By the time I finally got them to bed, I was more exhausted than either of them. Once they were asleep then it was time to drag the Santa presents out of their hiding, and add them to the pile. I miss those days, days where you could hardly see the tree for the presents, days when the excitement was palpable. When DeeDee’s job was to put all the stickers on the new toys. I miss us all being together at my house. A houseful of love, joy, family and happiness.

Christmas isn’t the same, and it never will be. After the death of Connor it became a holiday season that I dread. From the beginning of November until New Years Eve I would literally like to be a hibernating bear. Just curl up, go to sleep and wake me for Kyle’s Birthday on New Years Day, but I can’t do that.

So what I do is muddle through, stuff the grief down as far as it will go, even though it will bubble to the surface as the season goes on. Nothing will change the fact that our lives have changed. Without Connor there is less joy, silliness and general mayhem in this house. Kyle brings the stability, love and general calm to us.
I love both my boys, equally and differently. Because they are 2 completely different children, with different, needs, wants and personalities. That is what makes them unique and totally love able in this mom’s heart.

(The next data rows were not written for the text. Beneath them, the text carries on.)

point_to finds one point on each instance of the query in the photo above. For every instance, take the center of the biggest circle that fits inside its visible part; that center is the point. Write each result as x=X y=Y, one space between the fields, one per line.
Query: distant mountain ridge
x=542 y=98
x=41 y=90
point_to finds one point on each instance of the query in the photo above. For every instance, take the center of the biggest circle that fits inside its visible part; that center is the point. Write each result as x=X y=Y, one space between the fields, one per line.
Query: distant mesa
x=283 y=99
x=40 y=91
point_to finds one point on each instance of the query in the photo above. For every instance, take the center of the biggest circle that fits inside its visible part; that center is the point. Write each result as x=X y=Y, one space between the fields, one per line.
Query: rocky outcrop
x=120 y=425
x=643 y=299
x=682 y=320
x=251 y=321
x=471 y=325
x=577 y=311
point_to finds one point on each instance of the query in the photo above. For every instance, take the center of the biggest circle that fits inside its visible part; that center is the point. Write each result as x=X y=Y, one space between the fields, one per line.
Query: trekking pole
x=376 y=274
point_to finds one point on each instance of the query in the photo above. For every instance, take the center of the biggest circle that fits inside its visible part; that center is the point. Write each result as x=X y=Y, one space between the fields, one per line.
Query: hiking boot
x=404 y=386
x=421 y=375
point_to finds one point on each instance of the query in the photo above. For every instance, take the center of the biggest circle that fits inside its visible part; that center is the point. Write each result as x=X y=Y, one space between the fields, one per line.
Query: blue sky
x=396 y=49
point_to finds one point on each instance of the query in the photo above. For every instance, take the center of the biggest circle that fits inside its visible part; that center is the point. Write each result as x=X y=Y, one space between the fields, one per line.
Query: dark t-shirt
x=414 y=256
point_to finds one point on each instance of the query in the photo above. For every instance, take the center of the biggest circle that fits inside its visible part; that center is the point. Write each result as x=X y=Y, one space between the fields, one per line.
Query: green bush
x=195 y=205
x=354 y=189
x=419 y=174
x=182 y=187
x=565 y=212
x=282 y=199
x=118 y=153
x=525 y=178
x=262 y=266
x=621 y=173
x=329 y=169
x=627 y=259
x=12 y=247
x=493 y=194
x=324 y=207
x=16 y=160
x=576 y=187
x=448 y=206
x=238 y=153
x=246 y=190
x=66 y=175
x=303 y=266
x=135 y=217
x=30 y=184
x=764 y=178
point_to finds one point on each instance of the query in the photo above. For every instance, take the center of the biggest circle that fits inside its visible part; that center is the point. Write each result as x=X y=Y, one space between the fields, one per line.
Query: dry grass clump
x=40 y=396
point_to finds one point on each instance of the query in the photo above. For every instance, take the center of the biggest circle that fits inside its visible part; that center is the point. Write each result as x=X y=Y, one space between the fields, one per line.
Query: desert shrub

So to Kyle, Merry Christmas and your birthday will be here in the blink of an eye. I am immensely proud of the young man you have become, you and Holly forging a life of your own. Good jobs, an apartment 2 cats,and the trappings of adulthood. I love you more than you will ever know, to the moon and back.

To Connor, I miss you with every fiber of my being. I miss witnessing who you would have become, and all the chaos that you brought to our lives. The love that you brought, having Jordan by your side. Like your brother, I love you to the moon and back.